This is a great topic. I do think some of it is cultural, in that we kinda love misery when it happens to someone else (which is why exploitive True Crime TV/books and salacious news stories are so popular) and ascribe value and importance to people that endure it (i.e. the idea that 3,000 "heroes" died on 9/11... all respect, but almost all of that number were not heroes).
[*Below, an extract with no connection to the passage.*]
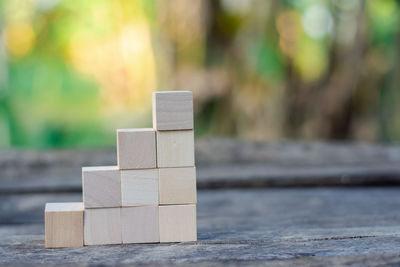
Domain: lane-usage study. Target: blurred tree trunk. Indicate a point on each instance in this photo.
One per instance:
(326, 106)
I think there's two halves to it: First, a lot of humanity (Western culture in particular) loves the idea of an overcomer/endurer. Sports stars who fail first and then succeed are much more spoken of, revered and acclaimed than those who are great from the start (and when there isn't failure, it's often made up, like the lie that Michael Jordan was "cut" from his high school team). The Academy loves to reward the work of Bruce Dern late in life, partly because it gives Academy members who haven't made it on the level they hoped to a reason to believe that they're just one good role away from similar glory. Seemingly everyone loves the videos of auditioners on shows like American Idol who show up looking like they're going to bomb but end up killing it (of course, if you have a sob story to share on American Idol, all the better!). We disproportionately love the underdog and the idea of redemption.

The second part, of course, is that

JamesKunz wrote:
depressing doesn't necessarily mean better


...but as has been said, people sure seem to think it does. There are depressing movies that are brilliant, certainly, but no move that's brilliant because it's depressing. If something makes us feel heavy and sad, we tend to think that means it's important and good.